The Read Shard has the following structure:

  • bytes [0, SHARD_OFFSET_MAGIC[: The shard magic

  • bytes [SHARD_OFFSET_MAGIC, objects_position[: The header (shard_header_t)

  • bytes [objects_position, index_position[: objects_count times the size of the object (u_int64_t) followed by the content of the object

  • bytes [index_position, hash_position[: An array of index entries. The size of the array is provided by cmph_size after building the hash function.
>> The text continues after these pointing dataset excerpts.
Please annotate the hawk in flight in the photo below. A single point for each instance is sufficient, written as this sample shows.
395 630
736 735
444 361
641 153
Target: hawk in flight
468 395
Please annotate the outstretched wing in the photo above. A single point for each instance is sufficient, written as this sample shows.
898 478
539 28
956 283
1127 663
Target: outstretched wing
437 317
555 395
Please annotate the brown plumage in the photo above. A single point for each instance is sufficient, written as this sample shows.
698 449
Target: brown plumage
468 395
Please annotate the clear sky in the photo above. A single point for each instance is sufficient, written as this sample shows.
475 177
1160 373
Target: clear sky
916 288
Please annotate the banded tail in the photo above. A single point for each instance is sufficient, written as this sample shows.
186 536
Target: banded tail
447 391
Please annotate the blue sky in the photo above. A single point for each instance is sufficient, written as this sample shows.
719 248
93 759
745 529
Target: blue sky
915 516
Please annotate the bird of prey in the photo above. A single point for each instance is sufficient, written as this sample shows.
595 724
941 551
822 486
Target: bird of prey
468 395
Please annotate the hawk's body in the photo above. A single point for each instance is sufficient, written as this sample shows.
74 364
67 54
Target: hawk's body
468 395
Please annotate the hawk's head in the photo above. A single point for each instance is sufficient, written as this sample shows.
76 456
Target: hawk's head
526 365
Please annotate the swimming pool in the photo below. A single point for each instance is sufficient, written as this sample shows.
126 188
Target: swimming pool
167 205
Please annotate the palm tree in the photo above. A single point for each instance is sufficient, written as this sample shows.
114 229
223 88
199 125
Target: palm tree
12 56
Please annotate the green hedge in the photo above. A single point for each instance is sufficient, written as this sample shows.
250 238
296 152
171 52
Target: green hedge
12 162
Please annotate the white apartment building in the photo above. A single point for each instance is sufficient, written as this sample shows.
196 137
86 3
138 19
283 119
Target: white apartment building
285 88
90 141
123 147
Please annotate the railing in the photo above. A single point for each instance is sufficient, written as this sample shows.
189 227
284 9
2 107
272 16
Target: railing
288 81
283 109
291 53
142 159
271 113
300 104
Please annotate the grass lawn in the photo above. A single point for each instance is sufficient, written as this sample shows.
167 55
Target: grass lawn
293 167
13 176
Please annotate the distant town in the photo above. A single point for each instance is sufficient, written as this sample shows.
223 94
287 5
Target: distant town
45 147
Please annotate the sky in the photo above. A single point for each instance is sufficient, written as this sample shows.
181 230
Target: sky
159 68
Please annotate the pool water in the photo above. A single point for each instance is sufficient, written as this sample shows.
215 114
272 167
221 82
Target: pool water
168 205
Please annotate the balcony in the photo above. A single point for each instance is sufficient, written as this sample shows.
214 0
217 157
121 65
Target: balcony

An index entry is made of the key (of SHARD_KEY_LEN bytes) and the object position (u_int64_t) in the range [objects_position, index_position[. If the object position is UINT64_MAX, this means the object has been deleted.

  • bytes [hash_position, …[: The hash function, as written by cmph_dump

In more details:

Section

pos

description (length)

SHARD_MAGIC

0

SHARD_OFFSET_MAGIC (32)

header

32

Header (56)

version

uint64_t (8)

objects_count

uint64_t (8)

objects_position <op>

uint64_t (8)

objects_size

uint64_t (8)

index_position <ip>

uint64_t (8)

index_size

uint64_t (8)

hash_position <hp>

uint64_t (8)

Objects

<op>

object0 size

uint64_t (8)

object0 data

bytes (<object0 size>)

object1 size

uint64_t (8)

object1 data

bytes (<object1 size>

Index

<ip>

object0 key

SHARD_KEY_LEN (32)

object0 offset

uint64_t (8)

Hash map

<hp>

hash function

<as written by cmph_dump>

SHARD_MAGIC is the constant SWHShard (with \x00 padding to 32 characters).

Index entries for deleted content are using the special value {key=\x00...\x00, offset=2**64-1}.